Un segnale positivo dalla Colombia

24/02/2021

[traduzione dall’editoriale del País

“La regularización masiva de migrantes venezolanos es un gesto de altura”]

Migrantes venezolanos en una carretera en Cúcuta (Colombia), el pasado 2 de febrero.SCHNEYDER MENDOZA / AFP

 

Il presidente della Colombia, Iván Duque, la settimana scorsa ha preso una decisione di enorme importanza che converte il paese sudamericano in un esempio per la regione e, in senso più ampio, per il resto del mondo. La regolarizzazione di circa un milione di venezuelani clandestini è una misura politica coraggiosa che ha l’obiettivo di porre fine alla precarietà dei migranti, risolvendo la loro situazione amministrativa e aprendo le porte del sistema – servizi pubblici, mercato del lavoro ecc – ad un gruppo estremamente vulnerabile. Tuttavia questo processo, che si applicherà a partire da maggio attraverso un nuovo statuto temporaneo di protezione, è anche un potente messaggio globale di accoglienza e un invito alla convivenza.
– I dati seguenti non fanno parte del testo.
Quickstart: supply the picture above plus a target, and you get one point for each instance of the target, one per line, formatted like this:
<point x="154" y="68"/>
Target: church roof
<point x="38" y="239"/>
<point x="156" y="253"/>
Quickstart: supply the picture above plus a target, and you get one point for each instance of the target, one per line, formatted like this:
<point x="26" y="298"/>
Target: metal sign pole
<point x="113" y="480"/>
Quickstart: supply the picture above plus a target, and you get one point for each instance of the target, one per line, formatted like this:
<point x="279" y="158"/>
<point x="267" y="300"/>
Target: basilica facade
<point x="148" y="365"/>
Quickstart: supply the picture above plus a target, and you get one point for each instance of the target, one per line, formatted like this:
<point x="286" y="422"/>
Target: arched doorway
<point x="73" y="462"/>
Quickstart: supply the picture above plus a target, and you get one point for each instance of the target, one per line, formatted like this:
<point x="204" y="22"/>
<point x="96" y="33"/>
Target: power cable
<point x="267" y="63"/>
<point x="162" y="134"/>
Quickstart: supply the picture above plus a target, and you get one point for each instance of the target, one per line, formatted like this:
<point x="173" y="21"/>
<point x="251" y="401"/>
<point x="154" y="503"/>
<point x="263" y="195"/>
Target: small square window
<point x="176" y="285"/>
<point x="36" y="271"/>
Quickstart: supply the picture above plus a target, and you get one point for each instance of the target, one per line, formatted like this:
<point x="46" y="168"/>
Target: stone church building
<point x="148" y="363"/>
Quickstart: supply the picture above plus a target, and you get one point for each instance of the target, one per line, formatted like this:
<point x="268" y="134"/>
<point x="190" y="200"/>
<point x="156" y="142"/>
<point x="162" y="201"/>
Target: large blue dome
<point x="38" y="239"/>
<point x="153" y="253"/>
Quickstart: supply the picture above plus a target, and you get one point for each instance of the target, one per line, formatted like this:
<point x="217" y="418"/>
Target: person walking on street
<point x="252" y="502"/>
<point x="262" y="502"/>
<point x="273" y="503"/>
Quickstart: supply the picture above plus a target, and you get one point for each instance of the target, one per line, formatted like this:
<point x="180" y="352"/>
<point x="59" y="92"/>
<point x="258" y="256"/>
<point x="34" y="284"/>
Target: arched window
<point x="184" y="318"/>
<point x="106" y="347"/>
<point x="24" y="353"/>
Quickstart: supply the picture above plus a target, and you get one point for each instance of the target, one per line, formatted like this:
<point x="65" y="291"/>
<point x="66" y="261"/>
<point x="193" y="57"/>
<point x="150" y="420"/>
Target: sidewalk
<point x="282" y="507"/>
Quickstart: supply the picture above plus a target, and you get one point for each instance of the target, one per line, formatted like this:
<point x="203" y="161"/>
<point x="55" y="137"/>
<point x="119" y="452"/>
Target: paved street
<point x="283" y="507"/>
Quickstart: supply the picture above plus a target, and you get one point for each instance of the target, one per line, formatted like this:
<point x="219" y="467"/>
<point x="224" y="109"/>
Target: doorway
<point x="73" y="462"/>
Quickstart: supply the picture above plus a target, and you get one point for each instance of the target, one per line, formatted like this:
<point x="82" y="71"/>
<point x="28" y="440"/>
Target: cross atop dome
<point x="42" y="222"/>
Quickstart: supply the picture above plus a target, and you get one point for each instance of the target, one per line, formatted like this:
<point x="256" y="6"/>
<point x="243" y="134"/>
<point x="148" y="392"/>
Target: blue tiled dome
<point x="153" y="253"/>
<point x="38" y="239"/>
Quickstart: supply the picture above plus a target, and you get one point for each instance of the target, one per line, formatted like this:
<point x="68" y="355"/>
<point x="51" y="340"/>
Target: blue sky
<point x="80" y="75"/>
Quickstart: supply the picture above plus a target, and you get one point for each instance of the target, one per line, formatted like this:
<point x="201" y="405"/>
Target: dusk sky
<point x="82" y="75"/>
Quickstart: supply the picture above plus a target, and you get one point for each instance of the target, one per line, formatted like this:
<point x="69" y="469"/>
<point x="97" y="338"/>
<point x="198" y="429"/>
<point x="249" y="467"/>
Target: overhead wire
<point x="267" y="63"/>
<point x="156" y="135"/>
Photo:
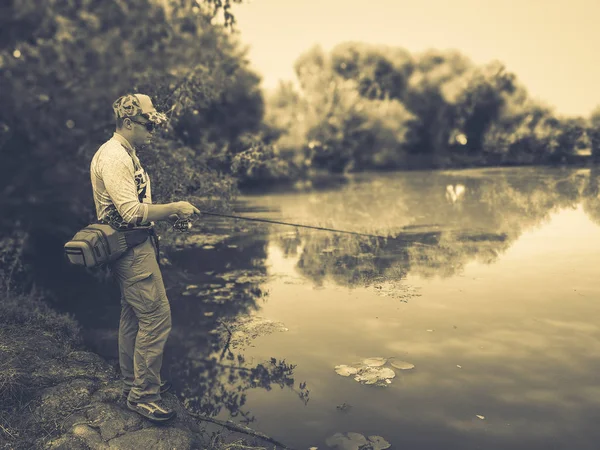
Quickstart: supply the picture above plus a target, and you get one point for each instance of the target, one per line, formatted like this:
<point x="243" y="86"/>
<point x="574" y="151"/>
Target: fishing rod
<point x="186" y="224"/>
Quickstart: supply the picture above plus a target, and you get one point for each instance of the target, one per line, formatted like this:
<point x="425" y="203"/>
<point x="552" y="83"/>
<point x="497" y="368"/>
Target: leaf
<point x="378" y="443"/>
<point x="374" y="362"/>
<point x="375" y="375"/>
<point x="345" y="371"/>
<point x="402" y="365"/>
Un’eccezione nel panorama internazionale segnato da xenofobia, nazionalismi, muri e recinzioni.

La Colombia è il paese che negli ultimi anni ha ricevuto più migranti venezuelani. Dall’altro lato della frontiera la gravissima crisi economica e istituzionale causata dal chavismo ha provocato un esodo inedito in America Latina. Secondo i calcoli delle Nazioni Unite, circa cinque milioni di persone se ne sono andate dal Venezuela in cerca di opportunità, soprattutto a partire dallo scoppio delle proteste del 201 contro il governo di Nicolás Maduro. Approssimativamente un terzo – 1,7 milioni, secondo le stime delle autorità migratorie – si è stabilito nel paese attiguo. Di questi, più di 960.000 sono ancora senza documenti. Ovvero, sono condannati a vivere nei margini della società.
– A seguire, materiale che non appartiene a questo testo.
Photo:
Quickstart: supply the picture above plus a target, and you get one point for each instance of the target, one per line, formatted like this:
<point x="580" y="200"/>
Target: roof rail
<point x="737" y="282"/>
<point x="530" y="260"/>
La Colombia ha circa 50 milioni di abitanti ma, anche se il suo sistema economico è uno dei più stabili della regione, i suoi servizi pubblici non sono comparabili con quelli dei paesi più prosperi dell’Occidente. Con queste premesse si comprende che lo sforzo del Governo, che da anni chiede un maggiore appoggio economico della comunità internazionale, è enorme. Soprattutto in un momento così delicato per la gestione dell’emergenza umanitaria della pandemia da COVID-19.

I migranti clandestini sono passati in poche settimane dal rimanere esclusi dall’immunizzazione contro il coronavirus – annunciata dallo stesso Duque a Natale – ad avere il diritto di soggiorno per 10 anni. La svolta è evidente e l’annuncio del presidente suppone, in alcuna maniera, un colpo di scena. La regolarizzazione gli è valsa gli elogi di alcuni dei principali organismi internazionali, dagli USA all’UE.

Duque, a capo di un Governo conservatore, ha ricevuto critiche per la sua gestione in vari ambiti, tra cui la dubbiosa applicazione degli accordi di pace con le ex FARC, le azioni delle Forze Armate o la violenza sul campo. Questa misura probabilmente risponde a calcoli politici. Tuttavia, quello che importa veramente, è la decisione in sé e il suo impatto sulle persone. Un gesto notevole che segna una strada anche per altri paesi della regione, dal Perù al Cile, dall’Ecuador al Brasile, dove vivono centinaia di migliaia di venezuelani, e si pone in evidenza anche davanti a molti governanti dei paesi più sviluppati.